No percurso teórico-metodológico da presente pesquisa, concordamos
que, ao optarmos pelas fontes documentais, sejam estas de forma oral e/ou
escrita, podemos estar contribuindo para construção da memória
dos movimentos sociais pelo direito è educação no
município de São Gonçalo, considerando que a dispersão
e/ou o não registro destas memórias podem levar ao silenciamento
e apagamento das lutas populares pelo direito a se viver uma vida digna,
destituindo os movimentos populares do seu papel como protagonistas da
própria História de São Gonçalo.
Inspirados em Queiroz (1976), consideramos ser o uso das fontes documentais
material qualitativo para a obtenção de informação
e expressões que nos permitem captar situações, comportamentos,
opiniões e valores de uma realidade social.
Desse modo, vimos construindo instrumentos de coleta e análise
de dados que têm nos permitido avaliar e analisar a universalização
do direito à educação, expansão da oferta
de matrículas para os jovens e adultos gonçalense, evasão
e repetência, analfabetismo, políticas de currículo,
de formação de professores, financiamento, dentre outros.
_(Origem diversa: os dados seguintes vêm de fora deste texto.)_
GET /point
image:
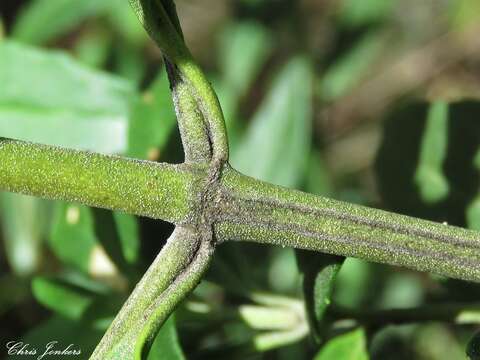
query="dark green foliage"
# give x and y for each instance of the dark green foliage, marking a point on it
(83, 74)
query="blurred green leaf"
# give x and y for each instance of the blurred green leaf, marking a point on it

Em nossas buscas por fontes escritas documentais, privilegiamos o levantamento
de materiais impressos sobre a luta pelo direito à educação,
com um olhar voltado para a década de 1980, do século XX,
e o movimento em torno da elaboração do Plano Municipal
de São Gonçalo laborado entre o período de 2003-2004,
do presente século.
Os motivos relacionados a escolha destes períodos e contextos,
devem-se ao fato de , primeiramente, observamos ter sido a década
de 1980 um dos mais férteis períodos vividos pelos movimentos
sociais comunitários, não somente em São Gonçalo,
mas também, em outros municípios brasileiros na luta pelo
direito à educação, considerando que este direito,
responsabilizado como dever do Estado, será legitimado na Constituição
Federal de 1988.
Em relação ao período compreendido entre 2003-2004,
por entendermos que as lutas contemporâneas pelo direito à
educação vêm sendo dinamizadas, considerando que,
na última década do século passado, temos observado
uma progressiva municipalização do ensino fundamental em
função das diretrizes do governo federal quando este passa
assumir a descentralização como um dos princípios
das políticas educacionais, forjando outros espaços reivindicatórios
através de ações tensionadas entre o poder local
e instituições e /ou movimentos organizados da sociedade
civil.
Breves reflexões sobre os movimentos associativos
de moradores em São Gonçalo e a luta pelo direito à
educação.
É importante destacar que o (re)surgimento dos
movimentos associativos irão ser intensificados em decorrência
da criação de novos laços de solidariedade, entre
os quais se encontram as associações de moradores, como
locus de oposição e luta, impulsionados pelo autoritarismo
do governo militar, entre as décadas de 1960 a 1980, bem como pelo
agravamento das desigualdades existentes no cotidiano das grandes metrópoles
brasileiras.
Em início da década de 1980, Jacobi e Nunes (1983) assinalavam
que tais desigualdades desencadearam um quadro de reivindicações
populares que se alterava, cuja marca principal eram as manifestações
e ações diretas dos grupos organizados ou não, dirigindo
críticas ao uso clientelista da máquina estatal em relação
ao atendimento das demandas sociais.
Pode-se, então, inferir que os desdobramentos em torno da autonomia
e controle das ações do Estado dependeriam da capacidade
dos movimentos sociais de se organizarem e se mobilizarem, conferindo
a estes o controle das demandas realizadas, vindo a favorecer a ampliação
de outras políticas públicas sociais com vistas à
inserção das classes populares nas instâncias de deliberação
e orientação das reivindicações a serem atendidas.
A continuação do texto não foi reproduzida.